Canal Street primed for retail transformation
By Al Barbarino
Canal Street has become synonymous with the sale of cheap, knockoff goods, jewelry and electronics.
The street bustles with tourists and locals who navigate its maze of open storefronts and street vendors.
But some retail experts predict – and hope – that an imminent shift in retail demographics will cause a new kind of bustle on Canal Street, as higher-end retailers move in.
“Canal Street is a fantastic shopping street,” said Ben Fox, EVP of retail leasing at Massey Knakal. “It’s got tons of pedestrian traffic and tourists. Disposable income is walking around everywhere. But it’s about time things started to change because there’s a dire need for mainstream retail on Canal Street.”
Recent activity on Canal Street indicates that the change is in motion, as old, low-rent leases expire, landlords look to raise rents and move higher-end retailers in, and retailers consider space beyond surrounding areas, where prices have increased astronomically.
“A lot of the rents on streets like Broadway in SoHo have became insane and are being replaced by national chains,” Fox said. “Canal Street is absolutely prime, with throngs of people and an office population to the south that has few shopping options.”
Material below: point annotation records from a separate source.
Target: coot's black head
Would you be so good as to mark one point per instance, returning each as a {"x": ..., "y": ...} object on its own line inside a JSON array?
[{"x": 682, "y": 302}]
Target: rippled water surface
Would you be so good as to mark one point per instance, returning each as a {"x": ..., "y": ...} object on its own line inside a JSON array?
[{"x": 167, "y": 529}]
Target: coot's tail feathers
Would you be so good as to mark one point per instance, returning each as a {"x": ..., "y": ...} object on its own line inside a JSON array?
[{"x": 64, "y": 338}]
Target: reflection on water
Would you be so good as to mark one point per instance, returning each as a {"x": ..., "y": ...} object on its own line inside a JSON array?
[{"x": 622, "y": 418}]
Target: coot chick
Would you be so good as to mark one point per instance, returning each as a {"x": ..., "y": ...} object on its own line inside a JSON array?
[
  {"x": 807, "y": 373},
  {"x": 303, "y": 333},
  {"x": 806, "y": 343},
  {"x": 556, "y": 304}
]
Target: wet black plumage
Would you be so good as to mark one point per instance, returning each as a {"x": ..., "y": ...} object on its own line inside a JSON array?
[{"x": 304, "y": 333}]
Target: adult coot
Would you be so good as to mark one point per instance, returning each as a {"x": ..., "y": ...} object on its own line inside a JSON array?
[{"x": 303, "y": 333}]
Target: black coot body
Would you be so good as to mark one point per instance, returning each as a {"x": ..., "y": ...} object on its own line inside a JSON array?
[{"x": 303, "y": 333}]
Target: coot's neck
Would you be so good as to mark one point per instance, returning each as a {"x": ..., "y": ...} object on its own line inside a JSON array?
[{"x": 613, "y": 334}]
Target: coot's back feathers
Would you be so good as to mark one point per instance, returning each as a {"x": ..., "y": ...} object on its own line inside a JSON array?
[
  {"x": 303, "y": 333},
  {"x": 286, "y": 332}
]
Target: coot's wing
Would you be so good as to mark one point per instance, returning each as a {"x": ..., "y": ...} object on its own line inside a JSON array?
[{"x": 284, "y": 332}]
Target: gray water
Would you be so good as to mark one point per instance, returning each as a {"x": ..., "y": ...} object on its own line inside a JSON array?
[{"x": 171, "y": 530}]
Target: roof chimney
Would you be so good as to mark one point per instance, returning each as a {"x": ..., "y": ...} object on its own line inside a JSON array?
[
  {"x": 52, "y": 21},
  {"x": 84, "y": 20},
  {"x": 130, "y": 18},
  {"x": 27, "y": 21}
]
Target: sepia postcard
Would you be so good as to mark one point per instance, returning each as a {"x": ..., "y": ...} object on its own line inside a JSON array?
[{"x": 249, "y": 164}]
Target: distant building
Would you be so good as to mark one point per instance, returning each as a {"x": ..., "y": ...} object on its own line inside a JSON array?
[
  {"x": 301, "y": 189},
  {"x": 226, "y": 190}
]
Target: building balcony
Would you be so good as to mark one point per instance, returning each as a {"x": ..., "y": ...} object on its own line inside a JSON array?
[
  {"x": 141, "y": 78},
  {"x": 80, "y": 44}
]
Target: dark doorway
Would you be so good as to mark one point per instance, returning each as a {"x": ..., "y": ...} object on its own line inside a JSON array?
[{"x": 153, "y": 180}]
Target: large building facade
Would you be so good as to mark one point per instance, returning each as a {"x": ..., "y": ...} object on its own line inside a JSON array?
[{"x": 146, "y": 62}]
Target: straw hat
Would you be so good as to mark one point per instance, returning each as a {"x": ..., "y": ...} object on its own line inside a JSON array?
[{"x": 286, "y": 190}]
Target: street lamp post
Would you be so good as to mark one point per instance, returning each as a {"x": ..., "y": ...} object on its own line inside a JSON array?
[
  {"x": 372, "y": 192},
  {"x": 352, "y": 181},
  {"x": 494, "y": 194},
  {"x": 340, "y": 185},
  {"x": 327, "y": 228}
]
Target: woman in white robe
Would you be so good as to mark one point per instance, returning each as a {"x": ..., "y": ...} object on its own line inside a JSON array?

The street touches SoHo, Tribeca, Chinatown, Little Italy, Hudson Square and the Lower East Side, and it’s something of a transportation hub, with 11 different subway lines that draw people from all over the city.
“It’s an apex for all of these neighborhoods, which makes it a natural hub to bring in new retailers,” said Melinda Miller, an associate at Winick Realty who is leading the marketing efforts at 272-274 Canal Street, a four-story property with 1,800 s/f per floor.
“Canal Street is one of those streets where you go and see the black market and it only seems natural that change will take place,” Miller said. “It only a matter of time,” she said.
Miller, on behalf of the Gindi family, which owns retail property throughout the city, is asking $800,000 per year for the lease to the property.
Plans are in place to install a new glass façade on the building, which is situated next to the newly-constructed Tribeca Blu Hotel and features 57 feet of Canal Street frontage, which is mostly unheard of on Canal Street.
“The early bird will truly get the worm,” Miller said. “It will take a forward-thinking retailer who shares our excitement for the neighborhood to be a pioneer on this street.”
Miller suggested that the space would suit a flagship location for a coffee shop or a bakery, like Panera Bread for instance, with outdoor space on the ground floor and additional seating on the upper floors. Anything is possible for a retailer with “imagination and vision,” she said.
Winick’s efforts come on the heels of news last week that discount clothing store Necessary Clothing signed a lease for 6,500 s/f of space at 261-263 Canal Street, between Centre Street and West Broadway.
Both Fox and Miller pointed to the lease as evidence that change is underway.
“Finding good available space has been impossible up until now,” Fox said, adding that the ability of landlords to move out low-paying tenants and raise rents to market will bring a variety of well-known national retailers, from office supply stores like Staples, to shoe stores and health clubs.
“This will be terrific for the street,” Fox said.
But Fox believes it will be 10 years before the full transformation is complete, and neither Fox nor Miller think that Canal Street will become a destination for the ultra high-end stores whose products are currently emulated up and down the street.
“If I’m a high-end retailer I’m going to be a bit apprehensive, so I don’t feel it will be high-end, but more of a unique street that will offer an eclectic mix,” Miller said.